Wednesday, November 7, 2012
Ask the Passengers
by A.S. King

5 Stars: Keeper
Publication: October 23, 2012
Pages: 296
Author: Website  | Facebook | Twitter
Publisher: Little Brown Books for Young Readers
Buy it: Amazon | Kindle | B&N | Book Depository

Astrid Jones desperately wants to confide in someone, but her mother's pushiness and her father's lack of interest tell her they're the last people she can trust. Instead, Astrid spends hours lying on the backyard picnic table watching airplanes fly overhead. She doesn't know the passengers inside, but they're the only people who won't judge her when she asks them her most personal questions... like what it means that she's falling in love with a girl.

As her secret relationship becomes more intense and her friends demand answers, Astrid has nowhere left to turn. She can't share the truth with anyone except the people at thirty thousand feet, and they don't even know she's there. But little does Astrid know just how much even the tiniest connection will affect these strangers' lives--and her own--for the better.

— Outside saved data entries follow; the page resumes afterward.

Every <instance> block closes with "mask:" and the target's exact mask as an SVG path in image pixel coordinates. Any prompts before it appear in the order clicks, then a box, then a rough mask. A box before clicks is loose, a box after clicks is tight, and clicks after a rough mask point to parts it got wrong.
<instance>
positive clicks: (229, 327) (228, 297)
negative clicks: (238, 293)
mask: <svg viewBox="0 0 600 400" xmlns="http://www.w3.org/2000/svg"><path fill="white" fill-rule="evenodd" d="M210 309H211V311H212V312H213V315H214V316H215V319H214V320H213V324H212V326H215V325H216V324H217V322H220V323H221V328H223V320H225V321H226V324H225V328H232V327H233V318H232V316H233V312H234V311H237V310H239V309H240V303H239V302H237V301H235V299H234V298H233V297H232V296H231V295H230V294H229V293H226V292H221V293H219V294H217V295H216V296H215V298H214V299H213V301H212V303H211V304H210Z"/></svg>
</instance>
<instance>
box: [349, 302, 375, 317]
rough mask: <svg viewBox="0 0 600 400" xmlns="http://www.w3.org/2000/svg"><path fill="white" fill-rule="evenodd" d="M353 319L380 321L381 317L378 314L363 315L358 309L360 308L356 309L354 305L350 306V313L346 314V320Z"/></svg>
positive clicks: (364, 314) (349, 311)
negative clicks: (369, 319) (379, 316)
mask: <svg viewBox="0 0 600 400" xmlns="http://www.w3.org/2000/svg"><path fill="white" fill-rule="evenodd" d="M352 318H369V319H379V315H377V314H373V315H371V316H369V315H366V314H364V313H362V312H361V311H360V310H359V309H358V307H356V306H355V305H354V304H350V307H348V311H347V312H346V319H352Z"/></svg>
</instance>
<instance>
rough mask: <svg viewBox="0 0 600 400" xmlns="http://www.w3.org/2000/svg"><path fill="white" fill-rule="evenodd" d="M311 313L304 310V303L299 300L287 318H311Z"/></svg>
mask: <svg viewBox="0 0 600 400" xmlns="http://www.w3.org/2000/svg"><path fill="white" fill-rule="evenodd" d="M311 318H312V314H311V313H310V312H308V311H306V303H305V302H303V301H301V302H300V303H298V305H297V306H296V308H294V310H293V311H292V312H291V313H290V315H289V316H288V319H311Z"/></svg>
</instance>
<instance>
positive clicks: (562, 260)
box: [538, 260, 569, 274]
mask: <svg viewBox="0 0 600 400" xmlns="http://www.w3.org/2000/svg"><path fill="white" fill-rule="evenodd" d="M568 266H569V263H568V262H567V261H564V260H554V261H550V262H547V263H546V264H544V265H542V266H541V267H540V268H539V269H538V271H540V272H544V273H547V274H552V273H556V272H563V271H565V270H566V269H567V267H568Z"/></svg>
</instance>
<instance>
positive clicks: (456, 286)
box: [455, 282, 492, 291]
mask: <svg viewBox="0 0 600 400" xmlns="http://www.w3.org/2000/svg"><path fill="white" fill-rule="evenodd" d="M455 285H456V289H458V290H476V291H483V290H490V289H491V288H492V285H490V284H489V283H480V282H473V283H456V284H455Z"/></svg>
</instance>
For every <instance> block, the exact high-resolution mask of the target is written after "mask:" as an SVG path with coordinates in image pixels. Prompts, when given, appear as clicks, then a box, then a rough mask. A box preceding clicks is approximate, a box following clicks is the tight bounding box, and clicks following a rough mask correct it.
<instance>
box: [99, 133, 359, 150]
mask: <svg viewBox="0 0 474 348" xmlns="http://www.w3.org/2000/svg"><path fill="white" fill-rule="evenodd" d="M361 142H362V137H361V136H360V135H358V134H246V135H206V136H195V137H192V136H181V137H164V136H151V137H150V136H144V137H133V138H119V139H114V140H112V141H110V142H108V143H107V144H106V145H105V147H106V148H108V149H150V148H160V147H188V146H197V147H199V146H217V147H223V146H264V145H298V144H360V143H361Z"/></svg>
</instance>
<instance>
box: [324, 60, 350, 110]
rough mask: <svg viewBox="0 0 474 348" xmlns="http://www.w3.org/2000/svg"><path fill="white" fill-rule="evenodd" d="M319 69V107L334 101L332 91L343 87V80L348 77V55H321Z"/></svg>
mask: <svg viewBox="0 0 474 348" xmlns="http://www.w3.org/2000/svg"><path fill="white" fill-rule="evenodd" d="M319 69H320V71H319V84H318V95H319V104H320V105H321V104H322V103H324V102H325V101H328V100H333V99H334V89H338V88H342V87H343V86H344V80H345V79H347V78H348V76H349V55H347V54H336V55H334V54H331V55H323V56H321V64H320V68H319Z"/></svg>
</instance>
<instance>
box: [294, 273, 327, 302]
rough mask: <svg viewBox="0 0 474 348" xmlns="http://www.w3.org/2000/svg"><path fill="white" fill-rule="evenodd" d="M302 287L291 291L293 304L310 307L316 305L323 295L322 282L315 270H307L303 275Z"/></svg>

Astrid is a girl who is discovering her lesbian tendencies in a small town where everybody gets into everybody else's business and thinks they know how the world works. Although she wants to trust someone with her secret, she's estranged from her family and doesn't even trust her best friend to keep her mouth shut. The only place she can safely send her love is to the passengers in the planes flying overhead. Then a string of events forces her to acknowledge things she wanted to keep hidden away and propel her to make changes in herself and her environment instead of waiting for something to happen.

The driving factor of this story is the emotion, both in the characters themselves and in the way that I reacted to the characters. Astrid is easily one of the most relatable characters I have read about. I've never been in her situation, being a a city girl who grew up fangirling over hot guys in literature (so much hotter than the guys I grew up with), but Astrid's situation is developed so well that it's easy to sympathize with her. Initially, Astrid walks around in a daze, unable to move forward or backward, and she lives through imaginary plane people that she invents to send her love to, thereby changing their lives for the better. Though she's really indecisive, I never felt the need to push her to resolve anything; in fact, I appreciate the difficult decisions that she has to make. I also appreciate the connections that her humanities Philosophy class ties into the story with the idea of motion being impossible, Socrates paradoxes, and Plato's "Allegory of the Cave." It really worked well with the story.

The supporting characters are equally compelling. Astrid's best friend Kristina seems like the perfect girl on the outside; she's a princess of the Homecoming Court, has a lot of friends, and has the perfect family. She has a secret, however; she's gay, and so is her equally 'perfect' boyfriend. She is concerned about how others view her unlike Astrid's secret girlfrirend, who has already come out and is assured of her identity. Both girls, I loved and hated at times. Then there is Astrid's family. I loathed Astrid's mother and felt disappointed in Astrid's sister and father. I'm still not quite reconciled with them to be honest, but there's potential for them to grow.

The story follows Astrid as she questions her sexual tendencies and her self identity, fixes her broken relationships with those close to her, and opens herself to love. Some things cannot be changed, like the minds of very biased people. What Astrid learns is how to express herself freely and without concern for those who will not allow themselves to learn how to accept others for who they are. As Astrid realizes, perfection may or may not be impossible; it depends on the eye of the beholder.

I received a copy of this book for review purposes from the publisher.

1 comment on "Review: Ask the Passengers by A.S. King"
  1. I was on the fence about this book! It does sound cute, but you got me with "The driving factor of this story is the emotion, "!! Bring it on! I love emotional books!